“…Gently Rapping, Rapping at My Chamber Door.”

www.thelookoutsociety.com-

This was originally posted March 20, 2016.  It is the last summer rerun…

The changing student demographics and accompanying changes in expectation from higher education come with no “gentle rapping.”  Rather a thunderous pounding that is wished away by many institutions as they long for what used to be.  Leadership grapples with a reality of attempting to populate campuses with students who no longer exist, for fields bone-dry in employment potential.  Faculty, staff, and administrator paychecks are painfully borne on the backs of students with federally insured loans.

These circumstances are good for universities and lenders for a season: But, bad for students and taxpayers for a lifetime.  Student loans account for 37% of total U.S. government assets.

Forty percent of student borrowers are behind schedule in repayment.  Only two of three borrowers make good on their promissory notes.  Too many just quit paying.  Degrees seem to have little income-producing utility.  I am not talking about the rigorous and intellectually challenging liberal arts diploma.  Programs that certify attendance in fields where employment is a mirage are too numerous.  The Daily Beast dispassionately identifies 20 such degrees.  For example, journalism is number one, down 4,500 positions by 2018, a 6.5 % drop, with 78,000 degrees awarded in the last year of counting.
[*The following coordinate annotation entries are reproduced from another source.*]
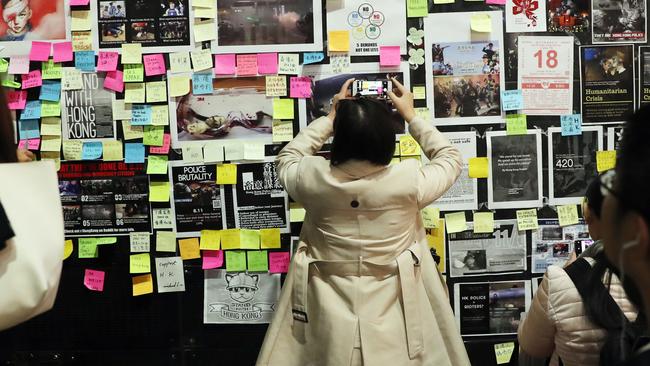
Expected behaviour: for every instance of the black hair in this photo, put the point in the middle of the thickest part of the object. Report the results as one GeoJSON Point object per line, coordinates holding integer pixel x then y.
{"type": "Point", "coordinates": [363, 130]}
{"type": "Point", "coordinates": [594, 197]}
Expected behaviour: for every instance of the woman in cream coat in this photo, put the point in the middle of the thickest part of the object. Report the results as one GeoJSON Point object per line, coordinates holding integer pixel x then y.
{"type": "Point", "coordinates": [363, 288]}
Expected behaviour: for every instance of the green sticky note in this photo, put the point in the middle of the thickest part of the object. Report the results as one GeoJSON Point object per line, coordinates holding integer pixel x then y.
{"type": "Point", "coordinates": [133, 73]}
{"type": "Point", "coordinates": [250, 239]}
{"type": "Point", "coordinates": [417, 8]}
{"type": "Point", "coordinates": [153, 135]}
{"type": "Point", "coordinates": [140, 263]}
{"type": "Point", "coordinates": [258, 261]}
{"type": "Point", "coordinates": [516, 124]}
{"type": "Point", "coordinates": [157, 164]}
{"type": "Point", "coordinates": [235, 261]}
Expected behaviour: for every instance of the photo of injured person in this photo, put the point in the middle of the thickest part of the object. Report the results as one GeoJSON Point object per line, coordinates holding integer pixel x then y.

University leaders would do well to recognize peddling educational opportunity with low value to students is unsustainable.  It is chicanery.

Student demographics, and expectations, are changing rapidly.  Universities are tending to hold on to what was.

According to the College Board, qualified high school graduates are diminishing in number, and the trend will continue until 2027-2028 and beyond.  College readiness, especially among the poor, who could change their trajectory of life with an effective education in a field where jobs are available, is flat at 11%.  The herculean effort to encourage Common Core, completely or partially, is not meeting expectations.  Forty-four of fifty states participate.  Due to political pressure, some states like New York, are getting cold feet.

Some argue that standards are not the problem, but that students expect an easy ride in college.  They are paying for it after all, and are chagrined to find out there are no free lunches.  I know this is not always the case from firsthand experience.  However, there is an element of truth in the assessment.

Students interested in saving money attend community college.  In too many universities, these students receive second-class citizen treatment.  Faculty should demand legitimate entrance requirements for all, before demeaning the “openness” of community college admissions.

Average family income is on the decline, while college costs are skyrocketing.  The actions that are required to reduce costs all require a leaving behind of the status quo.  Compounding the pain, state supported need-based grants are relatively flat: In Illinois seemingly shackled by self-serving statehouse sponges.

College students are no longer all white, all male, 18 years old, and from upper middle class families.  Female enrollments are up in all age classifications, but especially in nontraditional age groups, including moms, women in the workplace, and single parents.  Increasing enrollment of nontraditional students will continue.  Older men are going to college too.  Universities work diligently to make nontraditional students feel welcome with mixed results.

“This is not your father’s 0ldsmobile,” yet sometimes it seems we treat the college experience as if it were. Twenty-nine percent of undergraduates are traditional students according to the WSJ.  Only 5.8% of all students fit the “traditional” mold.

Selling the need for degrees to this emerging demographic causes too many to expect too much, for too little.  I wish there was more distinction between acquiring an education and digging a ditch, but there is not.  Both demand diligence, effort, and patience.  In addition, sweat.  Students see pomp and circumstance when visiting campus, rather than persistence and commitment, the stuff of learning.

Distance education is filling the gap for many.  Some established universities are using new ways of reaching students and holding on to quality.  The University of Maryland – University College has 90,000 students enrolled online.  It ranks number seven among distance education providers for nontraditional students according to Best College Reviews.   

Organizations resist change, smitten with Poe’s “sorrow for the lost Lenore.” Competing for students in new demographic buckets meets resistance of every kind imaginable.  Calcification of approaches with a “longed for” mid twentieth century model is untenable.

Lenore is dead.

That rapping is actually a persistent pounding muted by nostalgia.